There was an American anthropologist for you. No delicate changing of the subject, no You have my deepest condolences or even How ghastly for you , but just a no-nonsense, straight-on How the heck did that happen?

‘John in the war. Martin in an accident six years later. And my father of heart failure, most likely due to the sad fact that runty old me was all that was left of his legacy.’

‘Hardly runty.’

‘Runty in the brain. My brothers were geniuses in their own ways.’

‘Everyone becomes a genius when they die young. What were they smart at?’

I told her about John and his boots and pail, the rare moth, the fossils in the trenches. And about Martin. ‘My father thought it showed inordinate hubris for Martin to try and write a poem.’

‘Fen told me your father coined the word genetics.

‘He didn’t mean to. He wanted to teach a course on Mendel and what was then called gene plasma. He felt it needed a more dignified word than plasma.’

‘Did he want you to continue where he left off?’
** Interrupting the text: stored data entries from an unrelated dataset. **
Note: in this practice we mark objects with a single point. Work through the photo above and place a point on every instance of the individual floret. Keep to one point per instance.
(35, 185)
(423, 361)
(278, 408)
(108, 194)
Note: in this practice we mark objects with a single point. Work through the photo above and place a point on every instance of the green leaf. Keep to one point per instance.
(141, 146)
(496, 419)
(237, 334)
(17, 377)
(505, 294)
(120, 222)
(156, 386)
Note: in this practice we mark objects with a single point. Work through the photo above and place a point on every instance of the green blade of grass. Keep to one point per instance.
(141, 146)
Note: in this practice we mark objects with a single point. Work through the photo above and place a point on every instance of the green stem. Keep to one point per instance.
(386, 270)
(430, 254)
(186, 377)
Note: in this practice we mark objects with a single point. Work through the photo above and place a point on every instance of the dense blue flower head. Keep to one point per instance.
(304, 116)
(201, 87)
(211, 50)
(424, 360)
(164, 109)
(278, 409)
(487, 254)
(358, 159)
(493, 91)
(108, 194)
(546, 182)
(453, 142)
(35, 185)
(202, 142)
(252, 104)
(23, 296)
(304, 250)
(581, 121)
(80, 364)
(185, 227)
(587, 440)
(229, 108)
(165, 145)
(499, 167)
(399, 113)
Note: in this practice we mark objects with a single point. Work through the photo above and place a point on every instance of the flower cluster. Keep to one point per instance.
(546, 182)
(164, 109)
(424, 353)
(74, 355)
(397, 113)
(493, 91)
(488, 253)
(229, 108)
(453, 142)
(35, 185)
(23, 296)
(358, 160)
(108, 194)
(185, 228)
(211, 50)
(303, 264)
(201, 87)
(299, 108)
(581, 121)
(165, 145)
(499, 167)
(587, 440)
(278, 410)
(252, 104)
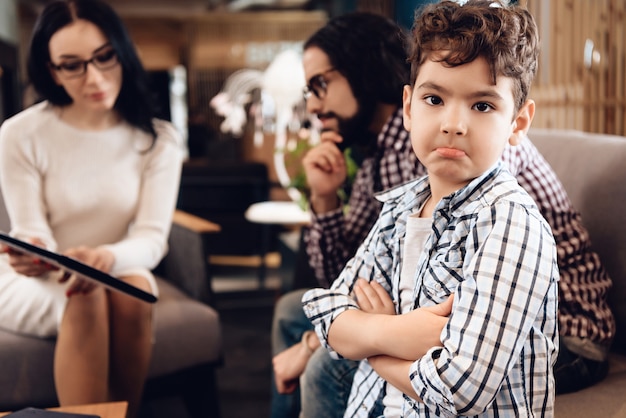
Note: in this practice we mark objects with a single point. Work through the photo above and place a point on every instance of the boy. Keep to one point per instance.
(467, 229)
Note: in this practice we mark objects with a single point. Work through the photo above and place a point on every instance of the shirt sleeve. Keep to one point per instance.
(509, 272)
(146, 242)
(333, 237)
(372, 261)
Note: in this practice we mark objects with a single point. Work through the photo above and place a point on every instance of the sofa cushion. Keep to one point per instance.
(179, 347)
(592, 168)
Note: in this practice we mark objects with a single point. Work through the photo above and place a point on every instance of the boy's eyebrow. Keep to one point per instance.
(489, 93)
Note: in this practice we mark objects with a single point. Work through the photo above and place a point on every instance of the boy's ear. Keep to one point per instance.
(521, 123)
(407, 92)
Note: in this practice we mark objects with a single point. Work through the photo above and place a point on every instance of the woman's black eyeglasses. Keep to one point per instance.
(103, 61)
(317, 85)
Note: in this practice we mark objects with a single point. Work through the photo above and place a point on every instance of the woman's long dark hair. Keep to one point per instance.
(133, 102)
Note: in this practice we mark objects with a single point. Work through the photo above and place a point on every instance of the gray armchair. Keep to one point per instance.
(188, 341)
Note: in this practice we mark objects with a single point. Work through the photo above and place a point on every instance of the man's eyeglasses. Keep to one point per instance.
(317, 85)
(76, 68)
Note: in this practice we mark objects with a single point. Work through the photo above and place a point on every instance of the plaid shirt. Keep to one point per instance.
(333, 238)
(493, 250)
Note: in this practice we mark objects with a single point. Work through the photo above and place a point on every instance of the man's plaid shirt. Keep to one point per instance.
(333, 238)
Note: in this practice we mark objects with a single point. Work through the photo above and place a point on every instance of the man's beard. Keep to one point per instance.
(355, 131)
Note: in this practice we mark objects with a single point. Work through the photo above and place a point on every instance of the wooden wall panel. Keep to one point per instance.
(580, 84)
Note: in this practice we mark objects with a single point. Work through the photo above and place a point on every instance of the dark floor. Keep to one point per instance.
(244, 379)
(246, 310)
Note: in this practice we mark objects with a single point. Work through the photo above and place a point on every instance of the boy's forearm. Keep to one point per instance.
(396, 372)
(357, 335)
(353, 334)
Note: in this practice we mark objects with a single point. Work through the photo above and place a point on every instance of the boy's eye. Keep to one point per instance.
(483, 107)
(433, 100)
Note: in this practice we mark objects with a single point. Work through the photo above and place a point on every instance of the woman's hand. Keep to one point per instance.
(97, 258)
(27, 264)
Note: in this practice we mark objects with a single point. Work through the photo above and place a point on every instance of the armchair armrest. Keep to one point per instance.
(186, 262)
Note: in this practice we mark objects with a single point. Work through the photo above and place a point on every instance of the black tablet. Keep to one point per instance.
(74, 266)
(44, 413)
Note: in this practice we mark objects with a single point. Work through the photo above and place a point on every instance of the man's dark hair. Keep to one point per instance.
(370, 51)
(134, 102)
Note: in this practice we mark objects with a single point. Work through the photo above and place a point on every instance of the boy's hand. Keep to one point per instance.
(373, 298)
(411, 335)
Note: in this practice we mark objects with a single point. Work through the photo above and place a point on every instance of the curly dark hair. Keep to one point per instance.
(506, 36)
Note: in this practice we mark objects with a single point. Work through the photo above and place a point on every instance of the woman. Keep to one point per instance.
(87, 172)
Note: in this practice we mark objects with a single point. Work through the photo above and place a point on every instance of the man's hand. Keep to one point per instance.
(325, 169)
(289, 366)
(373, 298)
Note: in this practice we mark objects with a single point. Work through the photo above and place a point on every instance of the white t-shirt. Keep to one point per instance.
(417, 232)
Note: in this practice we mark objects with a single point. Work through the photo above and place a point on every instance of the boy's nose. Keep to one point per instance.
(454, 124)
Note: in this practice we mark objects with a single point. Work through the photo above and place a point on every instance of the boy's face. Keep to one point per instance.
(460, 122)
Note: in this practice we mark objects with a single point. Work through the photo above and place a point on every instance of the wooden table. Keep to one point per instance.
(104, 410)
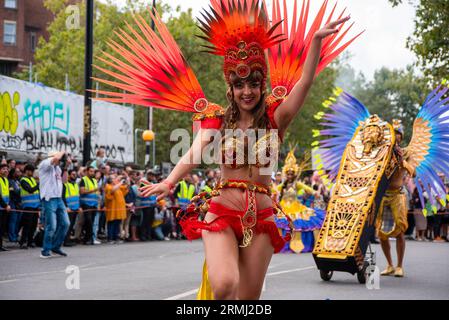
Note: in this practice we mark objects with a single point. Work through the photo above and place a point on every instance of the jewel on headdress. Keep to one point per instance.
(201, 105)
(239, 30)
(397, 126)
(280, 92)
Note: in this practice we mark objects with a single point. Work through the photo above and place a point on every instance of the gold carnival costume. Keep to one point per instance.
(361, 156)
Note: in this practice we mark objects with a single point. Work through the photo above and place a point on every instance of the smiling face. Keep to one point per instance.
(247, 92)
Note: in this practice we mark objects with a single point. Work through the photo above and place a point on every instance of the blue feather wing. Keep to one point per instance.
(341, 121)
(429, 148)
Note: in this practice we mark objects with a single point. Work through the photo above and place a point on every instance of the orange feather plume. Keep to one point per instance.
(151, 69)
(287, 59)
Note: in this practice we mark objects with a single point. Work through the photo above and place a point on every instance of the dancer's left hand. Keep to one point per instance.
(330, 29)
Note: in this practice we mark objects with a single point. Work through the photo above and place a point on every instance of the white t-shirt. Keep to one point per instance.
(50, 180)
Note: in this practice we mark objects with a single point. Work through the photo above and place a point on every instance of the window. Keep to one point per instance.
(9, 33)
(33, 41)
(11, 4)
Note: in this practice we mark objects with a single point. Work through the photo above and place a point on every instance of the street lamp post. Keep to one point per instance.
(88, 81)
(148, 137)
(150, 113)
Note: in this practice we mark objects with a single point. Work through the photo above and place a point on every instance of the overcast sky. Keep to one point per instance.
(382, 44)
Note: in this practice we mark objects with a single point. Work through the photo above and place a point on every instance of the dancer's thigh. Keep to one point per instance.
(254, 262)
(221, 249)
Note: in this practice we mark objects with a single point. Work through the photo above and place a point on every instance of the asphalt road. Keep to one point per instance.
(172, 270)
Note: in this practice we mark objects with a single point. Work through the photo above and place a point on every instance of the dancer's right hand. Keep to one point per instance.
(149, 189)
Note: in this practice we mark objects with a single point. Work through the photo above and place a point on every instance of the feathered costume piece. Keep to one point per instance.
(152, 71)
(287, 59)
(340, 125)
(306, 221)
(149, 69)
(239, 31)
(427, 153)
(429, 147)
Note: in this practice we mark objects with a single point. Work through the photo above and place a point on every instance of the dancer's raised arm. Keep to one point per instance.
(290, 108)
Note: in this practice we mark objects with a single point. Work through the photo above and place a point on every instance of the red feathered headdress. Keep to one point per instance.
(239, 30)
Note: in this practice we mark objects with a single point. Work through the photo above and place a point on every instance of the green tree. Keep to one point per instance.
(430, 40)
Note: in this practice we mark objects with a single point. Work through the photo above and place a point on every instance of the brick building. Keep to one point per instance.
(22, 23)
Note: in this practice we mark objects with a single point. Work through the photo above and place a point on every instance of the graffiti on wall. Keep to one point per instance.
(37, 119)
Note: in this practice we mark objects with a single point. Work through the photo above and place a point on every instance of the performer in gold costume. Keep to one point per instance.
(392, 216)
(372, 179)
(306, 221)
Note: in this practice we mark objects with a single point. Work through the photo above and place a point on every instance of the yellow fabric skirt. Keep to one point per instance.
(392, 216)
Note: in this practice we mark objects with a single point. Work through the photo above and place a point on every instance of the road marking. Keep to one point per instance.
(8, 281)
(192, 292)
(289, 271)
(27, 275)
(183, 295)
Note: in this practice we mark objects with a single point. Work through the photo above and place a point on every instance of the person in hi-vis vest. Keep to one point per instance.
(31, 205)
(149, 205)
(71, 197)
(209, 187)
(185, 191)
(89, 196)
(4, 199)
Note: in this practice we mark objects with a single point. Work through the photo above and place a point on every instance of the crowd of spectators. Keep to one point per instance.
(104, 205)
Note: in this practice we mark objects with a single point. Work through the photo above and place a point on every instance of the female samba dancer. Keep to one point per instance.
(238, 230)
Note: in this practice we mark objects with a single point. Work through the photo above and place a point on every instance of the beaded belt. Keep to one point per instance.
(200, 204)
(249, 219)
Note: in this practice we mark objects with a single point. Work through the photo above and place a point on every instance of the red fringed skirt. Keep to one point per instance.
(226, 217)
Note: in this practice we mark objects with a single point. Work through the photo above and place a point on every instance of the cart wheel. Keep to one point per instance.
(326, 275)
(361, 274)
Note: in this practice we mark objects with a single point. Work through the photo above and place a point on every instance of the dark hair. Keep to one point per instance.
(232, 113)
(29, 167)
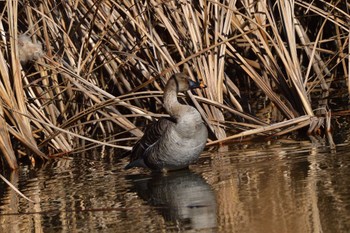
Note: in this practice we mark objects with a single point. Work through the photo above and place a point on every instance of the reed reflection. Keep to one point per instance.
(183, 198)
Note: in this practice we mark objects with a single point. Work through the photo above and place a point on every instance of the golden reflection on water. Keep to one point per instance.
(279, 187)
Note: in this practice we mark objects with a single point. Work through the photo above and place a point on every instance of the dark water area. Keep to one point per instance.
(282, 186)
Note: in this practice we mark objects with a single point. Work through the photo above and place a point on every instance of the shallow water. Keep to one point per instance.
(283, 186)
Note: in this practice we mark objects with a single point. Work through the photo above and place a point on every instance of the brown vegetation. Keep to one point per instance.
(94, 70)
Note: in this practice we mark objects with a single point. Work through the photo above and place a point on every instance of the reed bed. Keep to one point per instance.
(91, 72)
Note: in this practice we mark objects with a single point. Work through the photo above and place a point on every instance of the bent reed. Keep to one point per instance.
(76, 74)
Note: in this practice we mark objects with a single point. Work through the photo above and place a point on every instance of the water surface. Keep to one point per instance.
(283, 186)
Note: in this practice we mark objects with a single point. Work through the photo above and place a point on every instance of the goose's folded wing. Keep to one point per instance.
(151, 135)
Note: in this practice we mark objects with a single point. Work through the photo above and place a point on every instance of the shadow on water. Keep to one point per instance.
(183, 198)
(284, 186)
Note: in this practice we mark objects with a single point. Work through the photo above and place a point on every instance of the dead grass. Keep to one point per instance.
(74, 71)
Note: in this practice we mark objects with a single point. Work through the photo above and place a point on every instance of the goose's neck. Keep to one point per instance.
(171, 102)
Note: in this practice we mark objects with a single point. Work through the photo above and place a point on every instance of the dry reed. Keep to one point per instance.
(75, 71)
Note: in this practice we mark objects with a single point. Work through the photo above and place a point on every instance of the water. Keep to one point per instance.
(283, 186)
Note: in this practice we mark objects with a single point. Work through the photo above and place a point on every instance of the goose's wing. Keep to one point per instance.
(151, 135)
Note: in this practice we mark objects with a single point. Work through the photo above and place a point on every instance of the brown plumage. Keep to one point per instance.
(173, 142)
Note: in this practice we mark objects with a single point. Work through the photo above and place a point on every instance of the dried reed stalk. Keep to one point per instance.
(86, 70)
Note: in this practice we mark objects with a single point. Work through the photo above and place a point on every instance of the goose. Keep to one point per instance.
(172, 143)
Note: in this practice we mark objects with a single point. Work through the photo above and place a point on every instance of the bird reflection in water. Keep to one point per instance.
(183, 197)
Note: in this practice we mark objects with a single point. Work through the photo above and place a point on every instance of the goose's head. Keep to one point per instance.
(183, 83)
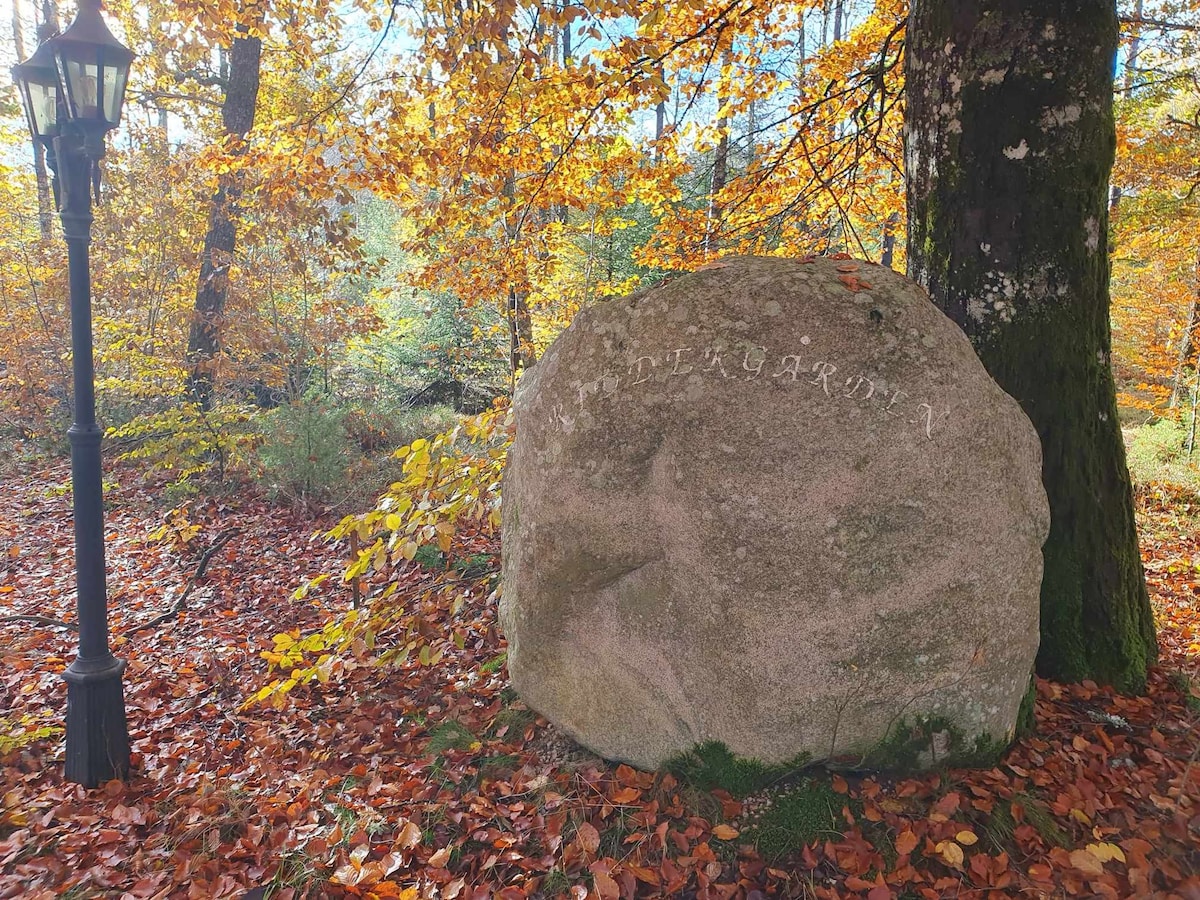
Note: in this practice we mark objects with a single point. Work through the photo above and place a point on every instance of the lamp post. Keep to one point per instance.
(73, 88)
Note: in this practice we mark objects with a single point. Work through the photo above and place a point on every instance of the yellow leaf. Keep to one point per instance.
(1087, 862)
(1105, 851)
(951, 852)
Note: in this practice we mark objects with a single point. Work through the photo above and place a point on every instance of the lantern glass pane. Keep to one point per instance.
(114, 93)
(82, 81)
(42, 102)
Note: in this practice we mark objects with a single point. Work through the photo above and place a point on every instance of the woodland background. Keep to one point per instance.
(334, 231)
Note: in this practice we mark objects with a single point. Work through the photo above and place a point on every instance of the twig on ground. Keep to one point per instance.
(201, 568)
(41, 621)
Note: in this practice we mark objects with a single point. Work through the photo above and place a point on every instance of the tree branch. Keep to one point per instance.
(41, 621)
(1158, 23)
(201, 568)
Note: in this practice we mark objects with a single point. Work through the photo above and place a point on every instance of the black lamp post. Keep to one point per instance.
(73, 88)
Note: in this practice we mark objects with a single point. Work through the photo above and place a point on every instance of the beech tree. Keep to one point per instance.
(1009, 143)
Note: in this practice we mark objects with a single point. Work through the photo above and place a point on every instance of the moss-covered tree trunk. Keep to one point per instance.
(1009, 142)
(238, 111)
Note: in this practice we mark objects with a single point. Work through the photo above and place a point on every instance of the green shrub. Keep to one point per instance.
(1157, 455)
(305, 455)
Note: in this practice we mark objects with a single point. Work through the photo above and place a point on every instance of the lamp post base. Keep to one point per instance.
(97, 735)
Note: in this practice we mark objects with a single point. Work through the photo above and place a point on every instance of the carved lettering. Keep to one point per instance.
(715, 363)
(823, 370)
(678, 355)
(928, 414)
(649, 370)
(789, 365)
(859, 381)
(754, 364)
(755, 371)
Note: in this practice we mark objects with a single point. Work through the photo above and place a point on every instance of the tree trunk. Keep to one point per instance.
(1186, 358)
(241, 73)
(1008, 171)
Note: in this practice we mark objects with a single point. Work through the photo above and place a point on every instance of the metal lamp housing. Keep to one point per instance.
(39, 83)
(93, 69)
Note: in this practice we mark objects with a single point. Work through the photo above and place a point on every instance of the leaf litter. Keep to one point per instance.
(435, 781)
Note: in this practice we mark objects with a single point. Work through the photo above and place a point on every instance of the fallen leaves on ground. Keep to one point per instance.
(435, 781)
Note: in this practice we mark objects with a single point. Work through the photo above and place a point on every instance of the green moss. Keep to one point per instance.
(712, 765)
(496, 664)
(805, 811)
(1000, 827)
(555, 883)
(1043, 821)
(449, 736)
(931, 742)
(430, 557)
(497, 766)
(1026, 719)
(796, 811)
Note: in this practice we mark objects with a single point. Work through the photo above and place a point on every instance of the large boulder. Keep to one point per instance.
(779, 504)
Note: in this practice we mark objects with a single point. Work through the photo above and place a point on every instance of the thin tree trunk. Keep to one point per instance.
(241, 67)
(889, 240)
(1007, 221)
(720, 166)
(1187, 354)
(1131, 70)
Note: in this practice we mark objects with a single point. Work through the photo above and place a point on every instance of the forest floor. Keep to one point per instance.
(435, 781)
‘He wasn’t capable of imagining anything else for us. It was all that mattered to him. He believed it was our duty.’

‘When did he die?’

‘Nine years this winter.’

‘So he knew you’d transgressed.’

‘He knew I was reading ethnography with Haddon.’

‘He thought it was a soft science?’

‘It wasn’t science at all. Not to him.’ I could hear my father clearly. Pure nonsense.

‘And your mother is of the same persuasion?’

‘Stalin to his Lenin. I am nearly thirty but entirely in her thrall. My father left it that she hold the purse strings.’

‘Well, you’ve managed to build your jail cell at a good distance from her.’

I felt I should encourage her to sleep. You need rest, I should have said, but did not. ‘It wasn’t an accident. With Martin. He killed himself.’

‘Why?’

‘He was in love with a girl and she didn’t want him. He’d gone to her flat with a love poem he’d written and she wouldn’t read it. So he went and stood under the statue of Anteros in Piccadilly Circus and shot himself. I have the poem. It’s not his best. But the bloodstains give it a little dignity.’

‘How old were you?’

‘Eighteen.’

‘I thought it was Eros in Piccadilly.’ She plucked at a pencil on my desk. For a second I thought she was going to start taking notes.

‘Many people do. But it’s his twin brother, the avenger of unrequited love. Poetic to the last.’

Most women like to fuss around a wound of your past, pick at the thin scab, comfort you after they’d made it sting. Not Nell.

‘Do you have a favorite part of all this?’ she asked.

‘All what?’ I said.

‘This work.’

Favorite part? There was little at this point that didn’t make me want to run with my stones straight back into the river. I shook my head. ‘You first.’

She looked surprised, as if she hadn’t expected the question to come back at her. She narrowed her grey eyes. ‘It’s that moment about two months in, when you think you’ve finally got a handle on the place. Suddenly it feels within your grasp. It’s a delusion — you’ve only been there eight weeks — and it’s followed by the complete despair of ever understanding anything. But at that moment the place feels entirely yours. It’s the briefest, purest euphoria.’